Le cœur de Maren ralentit, puis s’emballa. « Ce n’est pas Arthur ? »
« Attends. » Julian chercha dans la pile, dénicha une autre feuille, plus ancienne, jaunie. « C’est une lettre d’Elena à Clara, datée d’octobre de cette année-là. Elle écrit : « Je lui ai dit pour le bébé. Il est parti le soir même, il avait peur des dettes de son frère. Il m’a laissé un mot : qu’il m’aimait mais qu’il ne pouvait pas rester. » »
Julian leva les yeux vers Maren, ses iris sombres brillant d’une lueur nouvelle.
« Le frère d’Arthur. » Il marqua un temps. « Je ne sais pas s’il existe. Mais cette lettre ne mentionne pas Arthur comme le père. Elle le mentionne seulement comme celui qui a promis de protéger Elena. »
Maren sentit comme une chape se soulever de sa poitrine. « Alors… nous ne sommes pas… »
« Je ne crois pas. » Julian relut encore une fois, lentement, puis hocha la tête. « Non. Nous ne le sommes pas. Arthur a protégé Elena parce qu’il aimait Clara – et parce qu’il savait ce que c’était que de porter le poids des dettes d’un frère. Mais il n’était pas le père. Le père était un inconnu. Un photographe. »
Le rire qui monta de Maren fut nerveux, presque hystérique. Elle mit une main devant sa bouche, les yeux remplis de larmes – de soulagement, cette fois.
« Oh, mon Dieu », souffla-t-elle. « Oh, mon Dieu. »
Julian se laissa retomber sur le canapé, comme s’il venait de courir un marathon. Son souffle était court, mais un sourire hésitant naissait au coin de ses lèvres.
« Eh bien », dit-il enfin. « C’était une sacrée frayeur. »
Maren rit, un vrai rire cette fois, qui la secoua tout entière. « Tu parles. J’ai cru que ma vie entière venait de basculer dans un drame familial. »
« Elle l’a fait. Mais peut-être pas celui qu’on croyait. » Julian se tourna vers elle, son sourire plus franc. « On est juste deux personnes qui se sont trouvées dans un hiver. Rien de plus. »
Les mots flottèrent entre eux, chargés de tout ce qu’ils ne disaient pas. Maren le regarda, et pendant une seconde, elle voulut lui dire – lui avouer ce qui grandissait en elle depuis des semaines. Mais la frayeur venait de la refroidir, avait laissé une prudence nouvelle dans son cœur.
« Oui », dit-elle au lieu de cela, en se levant. « Rien de plus. »
Elle ramassa les lettres, les rangea soigneusement. Julian resta assis, la suivant des yeux, un pli soucieux entre ses sourcils.
« Je pense », dit-il prudemment, « que nous devrions garder cette histoire pour nous. Pour l’instant. Mon père est fragile. Et il y a encore Eleanor. »
« Bien sûr. » Maren hocha la tête, trop vite. « Bien sûr. Personne n’a besoin de savoir. »

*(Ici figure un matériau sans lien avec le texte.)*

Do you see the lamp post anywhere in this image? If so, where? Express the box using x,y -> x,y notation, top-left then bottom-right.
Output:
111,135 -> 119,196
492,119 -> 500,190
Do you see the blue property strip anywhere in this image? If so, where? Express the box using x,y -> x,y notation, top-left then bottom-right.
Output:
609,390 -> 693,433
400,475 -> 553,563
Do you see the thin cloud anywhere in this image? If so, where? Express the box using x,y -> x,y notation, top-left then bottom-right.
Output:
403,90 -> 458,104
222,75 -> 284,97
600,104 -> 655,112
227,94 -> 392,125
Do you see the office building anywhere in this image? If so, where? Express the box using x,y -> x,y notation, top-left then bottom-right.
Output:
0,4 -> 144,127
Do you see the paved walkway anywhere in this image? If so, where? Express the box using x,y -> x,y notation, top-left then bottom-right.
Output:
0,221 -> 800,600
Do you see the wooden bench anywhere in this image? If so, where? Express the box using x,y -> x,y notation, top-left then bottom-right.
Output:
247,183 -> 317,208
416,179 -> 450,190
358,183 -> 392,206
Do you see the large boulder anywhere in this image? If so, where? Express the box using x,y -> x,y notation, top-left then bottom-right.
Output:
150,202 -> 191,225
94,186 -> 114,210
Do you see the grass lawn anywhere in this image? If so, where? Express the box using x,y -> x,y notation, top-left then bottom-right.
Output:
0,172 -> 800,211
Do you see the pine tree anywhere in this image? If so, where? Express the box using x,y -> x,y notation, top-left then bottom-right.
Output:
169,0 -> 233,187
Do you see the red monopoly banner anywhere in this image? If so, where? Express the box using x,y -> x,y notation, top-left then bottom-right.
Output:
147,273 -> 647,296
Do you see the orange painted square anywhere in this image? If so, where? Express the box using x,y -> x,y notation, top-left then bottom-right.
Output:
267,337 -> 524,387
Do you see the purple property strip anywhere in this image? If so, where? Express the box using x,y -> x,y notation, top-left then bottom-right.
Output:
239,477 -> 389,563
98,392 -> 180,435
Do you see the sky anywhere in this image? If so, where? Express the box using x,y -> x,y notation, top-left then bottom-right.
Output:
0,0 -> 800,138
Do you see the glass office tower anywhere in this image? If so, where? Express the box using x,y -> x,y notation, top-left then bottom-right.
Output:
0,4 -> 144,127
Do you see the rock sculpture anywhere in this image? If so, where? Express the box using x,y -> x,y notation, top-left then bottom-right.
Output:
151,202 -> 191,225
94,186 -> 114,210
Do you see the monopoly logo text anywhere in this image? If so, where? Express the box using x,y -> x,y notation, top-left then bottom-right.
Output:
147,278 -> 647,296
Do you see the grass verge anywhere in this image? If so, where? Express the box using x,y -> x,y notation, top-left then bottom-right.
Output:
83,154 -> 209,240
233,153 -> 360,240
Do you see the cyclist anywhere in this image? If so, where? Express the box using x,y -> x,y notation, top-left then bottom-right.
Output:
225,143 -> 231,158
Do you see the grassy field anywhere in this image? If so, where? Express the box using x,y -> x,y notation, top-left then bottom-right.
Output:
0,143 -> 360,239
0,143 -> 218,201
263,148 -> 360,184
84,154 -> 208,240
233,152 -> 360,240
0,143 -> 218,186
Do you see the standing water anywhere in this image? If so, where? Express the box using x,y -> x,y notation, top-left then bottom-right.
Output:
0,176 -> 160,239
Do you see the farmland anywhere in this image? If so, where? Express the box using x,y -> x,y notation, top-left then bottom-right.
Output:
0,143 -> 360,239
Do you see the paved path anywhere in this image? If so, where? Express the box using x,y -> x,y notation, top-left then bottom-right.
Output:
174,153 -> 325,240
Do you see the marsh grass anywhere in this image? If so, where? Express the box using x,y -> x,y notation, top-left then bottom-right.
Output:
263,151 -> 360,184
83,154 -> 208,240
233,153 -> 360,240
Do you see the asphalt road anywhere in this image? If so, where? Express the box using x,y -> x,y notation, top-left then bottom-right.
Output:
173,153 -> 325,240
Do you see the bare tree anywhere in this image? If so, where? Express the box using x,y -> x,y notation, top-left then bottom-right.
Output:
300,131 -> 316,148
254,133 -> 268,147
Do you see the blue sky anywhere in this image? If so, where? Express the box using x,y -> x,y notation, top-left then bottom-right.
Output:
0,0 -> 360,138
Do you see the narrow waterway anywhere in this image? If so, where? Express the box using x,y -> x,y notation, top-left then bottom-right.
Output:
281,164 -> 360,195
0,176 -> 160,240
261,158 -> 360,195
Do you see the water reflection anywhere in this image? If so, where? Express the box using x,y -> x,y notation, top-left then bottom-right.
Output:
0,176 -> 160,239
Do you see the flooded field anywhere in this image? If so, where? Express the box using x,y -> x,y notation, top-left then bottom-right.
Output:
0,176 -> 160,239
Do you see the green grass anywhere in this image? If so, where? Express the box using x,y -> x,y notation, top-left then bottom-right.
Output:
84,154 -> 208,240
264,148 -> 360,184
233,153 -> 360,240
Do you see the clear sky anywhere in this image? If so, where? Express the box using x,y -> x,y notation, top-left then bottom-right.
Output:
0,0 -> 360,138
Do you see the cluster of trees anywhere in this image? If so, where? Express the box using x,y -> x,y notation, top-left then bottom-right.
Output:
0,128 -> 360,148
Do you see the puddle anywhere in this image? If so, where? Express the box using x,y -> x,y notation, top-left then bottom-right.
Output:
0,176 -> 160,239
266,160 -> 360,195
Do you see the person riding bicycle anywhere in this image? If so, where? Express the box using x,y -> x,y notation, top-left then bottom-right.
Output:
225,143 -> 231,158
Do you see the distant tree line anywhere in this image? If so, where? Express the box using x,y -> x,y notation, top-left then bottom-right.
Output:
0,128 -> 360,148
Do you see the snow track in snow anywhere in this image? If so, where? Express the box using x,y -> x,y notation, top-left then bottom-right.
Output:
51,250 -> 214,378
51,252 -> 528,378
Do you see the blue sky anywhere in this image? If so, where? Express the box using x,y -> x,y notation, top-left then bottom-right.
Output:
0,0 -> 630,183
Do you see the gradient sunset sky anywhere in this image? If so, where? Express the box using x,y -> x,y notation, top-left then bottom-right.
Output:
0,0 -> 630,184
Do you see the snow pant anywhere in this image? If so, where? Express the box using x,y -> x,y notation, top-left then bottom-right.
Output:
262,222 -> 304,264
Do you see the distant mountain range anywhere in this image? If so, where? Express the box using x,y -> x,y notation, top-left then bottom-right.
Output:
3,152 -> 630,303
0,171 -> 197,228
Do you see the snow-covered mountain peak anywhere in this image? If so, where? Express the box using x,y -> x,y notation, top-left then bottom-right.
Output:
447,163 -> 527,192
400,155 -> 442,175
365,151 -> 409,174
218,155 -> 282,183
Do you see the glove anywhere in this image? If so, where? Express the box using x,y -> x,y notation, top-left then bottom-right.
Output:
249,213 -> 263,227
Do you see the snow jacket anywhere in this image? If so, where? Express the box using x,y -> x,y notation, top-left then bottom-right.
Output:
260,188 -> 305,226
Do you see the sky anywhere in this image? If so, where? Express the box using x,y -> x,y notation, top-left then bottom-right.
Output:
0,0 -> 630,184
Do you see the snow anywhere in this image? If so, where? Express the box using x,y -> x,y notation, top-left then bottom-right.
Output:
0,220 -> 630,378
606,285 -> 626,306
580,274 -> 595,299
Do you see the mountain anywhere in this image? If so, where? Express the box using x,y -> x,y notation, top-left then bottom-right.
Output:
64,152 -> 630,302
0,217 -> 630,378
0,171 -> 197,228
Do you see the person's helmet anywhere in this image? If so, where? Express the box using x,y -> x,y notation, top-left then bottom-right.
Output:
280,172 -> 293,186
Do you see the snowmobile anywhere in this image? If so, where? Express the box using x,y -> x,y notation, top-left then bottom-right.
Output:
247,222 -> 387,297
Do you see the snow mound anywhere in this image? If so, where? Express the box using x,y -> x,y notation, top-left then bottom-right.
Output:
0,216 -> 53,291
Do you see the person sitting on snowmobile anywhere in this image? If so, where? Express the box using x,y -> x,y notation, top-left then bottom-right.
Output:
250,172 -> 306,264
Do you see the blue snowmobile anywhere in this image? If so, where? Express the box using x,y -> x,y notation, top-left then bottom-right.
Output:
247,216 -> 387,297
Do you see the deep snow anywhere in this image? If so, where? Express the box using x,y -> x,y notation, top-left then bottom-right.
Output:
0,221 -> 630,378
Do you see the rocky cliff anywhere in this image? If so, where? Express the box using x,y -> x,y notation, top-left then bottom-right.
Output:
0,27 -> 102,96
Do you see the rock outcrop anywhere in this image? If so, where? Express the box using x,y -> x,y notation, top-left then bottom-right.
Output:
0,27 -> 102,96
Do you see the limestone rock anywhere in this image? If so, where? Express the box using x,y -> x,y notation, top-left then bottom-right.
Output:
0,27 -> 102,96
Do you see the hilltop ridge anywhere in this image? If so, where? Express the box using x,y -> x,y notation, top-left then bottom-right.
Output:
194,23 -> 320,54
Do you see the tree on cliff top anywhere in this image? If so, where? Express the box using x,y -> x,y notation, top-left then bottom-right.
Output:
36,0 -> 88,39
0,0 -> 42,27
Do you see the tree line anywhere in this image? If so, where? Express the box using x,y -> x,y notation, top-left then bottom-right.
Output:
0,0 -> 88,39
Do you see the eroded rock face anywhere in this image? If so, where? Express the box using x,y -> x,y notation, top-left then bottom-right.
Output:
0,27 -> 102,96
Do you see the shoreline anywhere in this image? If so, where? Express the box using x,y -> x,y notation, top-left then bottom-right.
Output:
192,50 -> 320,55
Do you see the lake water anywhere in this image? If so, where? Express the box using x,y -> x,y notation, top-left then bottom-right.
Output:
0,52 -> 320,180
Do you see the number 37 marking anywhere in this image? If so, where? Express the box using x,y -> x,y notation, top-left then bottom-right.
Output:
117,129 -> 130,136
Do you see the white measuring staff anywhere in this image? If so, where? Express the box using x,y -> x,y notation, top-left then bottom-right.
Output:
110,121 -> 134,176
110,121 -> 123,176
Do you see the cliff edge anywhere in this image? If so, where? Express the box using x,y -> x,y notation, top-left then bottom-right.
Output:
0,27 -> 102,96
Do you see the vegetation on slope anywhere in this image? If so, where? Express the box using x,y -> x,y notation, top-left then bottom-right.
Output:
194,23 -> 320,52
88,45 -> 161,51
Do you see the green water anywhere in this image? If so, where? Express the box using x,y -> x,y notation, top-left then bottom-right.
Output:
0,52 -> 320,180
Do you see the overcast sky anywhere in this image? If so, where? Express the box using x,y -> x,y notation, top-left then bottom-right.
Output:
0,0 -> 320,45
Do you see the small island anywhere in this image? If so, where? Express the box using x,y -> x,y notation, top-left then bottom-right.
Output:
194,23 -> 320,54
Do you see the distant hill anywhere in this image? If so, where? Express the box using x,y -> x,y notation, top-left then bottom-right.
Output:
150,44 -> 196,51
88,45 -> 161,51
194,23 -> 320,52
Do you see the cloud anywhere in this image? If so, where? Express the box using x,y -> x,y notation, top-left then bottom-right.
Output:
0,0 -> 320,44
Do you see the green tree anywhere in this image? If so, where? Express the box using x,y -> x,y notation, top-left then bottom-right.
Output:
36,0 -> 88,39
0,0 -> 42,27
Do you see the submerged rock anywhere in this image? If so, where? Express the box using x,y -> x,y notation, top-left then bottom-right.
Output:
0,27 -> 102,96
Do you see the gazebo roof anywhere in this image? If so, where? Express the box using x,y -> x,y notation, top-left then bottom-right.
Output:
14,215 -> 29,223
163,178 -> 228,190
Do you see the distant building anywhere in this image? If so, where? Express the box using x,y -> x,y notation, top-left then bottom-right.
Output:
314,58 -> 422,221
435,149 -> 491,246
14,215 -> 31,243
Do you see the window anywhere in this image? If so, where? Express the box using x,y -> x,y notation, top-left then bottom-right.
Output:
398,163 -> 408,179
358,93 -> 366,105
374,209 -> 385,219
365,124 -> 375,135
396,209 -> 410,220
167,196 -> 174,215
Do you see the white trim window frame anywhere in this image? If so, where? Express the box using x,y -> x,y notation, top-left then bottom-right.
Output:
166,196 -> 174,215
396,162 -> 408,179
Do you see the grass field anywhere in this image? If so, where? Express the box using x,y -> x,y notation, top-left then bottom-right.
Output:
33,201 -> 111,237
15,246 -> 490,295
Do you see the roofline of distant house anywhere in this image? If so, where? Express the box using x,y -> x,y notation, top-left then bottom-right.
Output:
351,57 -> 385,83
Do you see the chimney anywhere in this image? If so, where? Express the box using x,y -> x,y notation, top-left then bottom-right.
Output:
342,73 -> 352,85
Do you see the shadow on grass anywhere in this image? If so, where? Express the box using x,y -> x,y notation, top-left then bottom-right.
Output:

Le silence qui retomba n’était plus celui de la complicité, mais celui de deux personnes qui venaient d’entrevoir un abîme et s’écartaient prudemment du bord. Dehors, la neige continuait de tomber, épaisse et silencieuse, ensevelissant l’auberge sous son manteau blanc.
Maren regarda par la fenêtre. Les flocons tourbillonnaient dans la lumière du crépuscule, et elle se demanda, avec une mélancolie soudaine, combien d’autres vérités cette maison gardait encore enfouies sous sa neige.